Brown, who claims that the word haggis is also of English origin, believes Burns claimed the pudding as Scottish with his poem in 1786 because it was a thrifty counterbalance to the elaborate and pretentious French cuisine popular in Edinburgh at the time.
But Ian Scott, a member of the Saltire Society, said that he believed that haggis was a Scottish invention that had been introduced south of the border by a Scot.
“I can just imagine a backpacker on his way down south maybe having a picnic and leaving a bit behind, and someone saying we’ve discovered something fantastically new,” he said.
“I love haggis and every January I eat it about 11 times. These claims won’t make me feel any different. I’d tuck into it with even greater gusto if I thought that it had been invented by the English. I mean, they are bound to have invented something worthwhile.”
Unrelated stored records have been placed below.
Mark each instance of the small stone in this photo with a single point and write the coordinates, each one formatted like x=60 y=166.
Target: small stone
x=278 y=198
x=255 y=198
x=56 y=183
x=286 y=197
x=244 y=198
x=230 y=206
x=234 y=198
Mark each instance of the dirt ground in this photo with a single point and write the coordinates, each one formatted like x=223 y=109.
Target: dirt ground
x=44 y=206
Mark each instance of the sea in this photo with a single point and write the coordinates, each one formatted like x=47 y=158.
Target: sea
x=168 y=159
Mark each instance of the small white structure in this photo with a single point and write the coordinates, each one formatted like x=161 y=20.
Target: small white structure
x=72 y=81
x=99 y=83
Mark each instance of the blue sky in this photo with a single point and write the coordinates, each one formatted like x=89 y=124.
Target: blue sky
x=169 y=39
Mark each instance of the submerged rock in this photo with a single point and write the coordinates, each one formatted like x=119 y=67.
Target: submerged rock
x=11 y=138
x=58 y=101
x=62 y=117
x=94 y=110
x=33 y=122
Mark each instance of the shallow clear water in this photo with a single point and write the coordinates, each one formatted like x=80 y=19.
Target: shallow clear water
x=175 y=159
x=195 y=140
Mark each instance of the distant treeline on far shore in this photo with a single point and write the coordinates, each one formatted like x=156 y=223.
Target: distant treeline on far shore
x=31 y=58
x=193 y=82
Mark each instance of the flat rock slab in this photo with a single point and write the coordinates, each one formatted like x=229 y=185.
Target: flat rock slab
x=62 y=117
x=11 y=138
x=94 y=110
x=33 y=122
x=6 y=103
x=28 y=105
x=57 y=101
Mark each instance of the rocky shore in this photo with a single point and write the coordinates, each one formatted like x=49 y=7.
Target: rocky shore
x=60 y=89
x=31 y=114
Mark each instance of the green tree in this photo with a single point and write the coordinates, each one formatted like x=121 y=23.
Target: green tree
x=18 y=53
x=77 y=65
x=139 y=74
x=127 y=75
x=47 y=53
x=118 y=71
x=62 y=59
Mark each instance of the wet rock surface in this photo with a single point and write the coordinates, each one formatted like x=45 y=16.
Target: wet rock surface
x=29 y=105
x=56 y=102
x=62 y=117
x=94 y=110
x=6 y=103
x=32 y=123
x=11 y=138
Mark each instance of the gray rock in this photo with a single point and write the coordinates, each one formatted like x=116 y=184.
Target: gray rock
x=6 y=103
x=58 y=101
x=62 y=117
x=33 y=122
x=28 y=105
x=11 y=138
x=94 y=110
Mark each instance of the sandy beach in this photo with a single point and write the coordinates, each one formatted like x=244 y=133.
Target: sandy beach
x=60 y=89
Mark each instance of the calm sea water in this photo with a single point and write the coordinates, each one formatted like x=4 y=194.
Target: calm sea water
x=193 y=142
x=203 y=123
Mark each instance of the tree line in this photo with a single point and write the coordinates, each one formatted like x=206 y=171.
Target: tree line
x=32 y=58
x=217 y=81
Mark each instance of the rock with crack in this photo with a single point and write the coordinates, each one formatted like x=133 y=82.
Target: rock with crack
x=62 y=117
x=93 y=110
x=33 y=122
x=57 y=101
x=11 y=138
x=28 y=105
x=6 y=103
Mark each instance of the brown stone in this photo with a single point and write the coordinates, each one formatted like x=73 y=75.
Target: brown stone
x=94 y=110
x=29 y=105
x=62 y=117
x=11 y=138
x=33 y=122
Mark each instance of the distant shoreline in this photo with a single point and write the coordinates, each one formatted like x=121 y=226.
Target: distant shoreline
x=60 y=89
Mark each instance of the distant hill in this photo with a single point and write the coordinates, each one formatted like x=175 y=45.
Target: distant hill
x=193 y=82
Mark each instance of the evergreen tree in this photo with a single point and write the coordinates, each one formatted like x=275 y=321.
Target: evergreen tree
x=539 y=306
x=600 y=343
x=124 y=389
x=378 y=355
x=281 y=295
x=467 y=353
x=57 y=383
James Macsween, director of Macsween’s, the award-winning Edinburgh haggis-maker, said that whatever its origin, the pudding would remain a Scottish icon.
“This is certainly a revelation to me, but haggis is now renowned as Scotland’s dish largely due to Robert Burns, who made it famous.
“That’s not to say that prior to Burns that haggis wasn’t eaten in England, but Scotland has done a better job of looking after it. I didn’t hear [of] Shakespeare writing a poem about haggis.”
Haggis, which is made from a mixture of oatmeal, liver, heart and lungs, is similar to many other offal-based pudding popular around the world, including Norwegian lungemos and Mexican montalayo. Other food writers have variously suggested that the dish was invented by the ancient Romans and the Vikings.Source
Well, it's about time the English stopped having our cultural and historical past suppressed by the British and reawakened to her fullest.
Haggis is English? Too bloody right it is.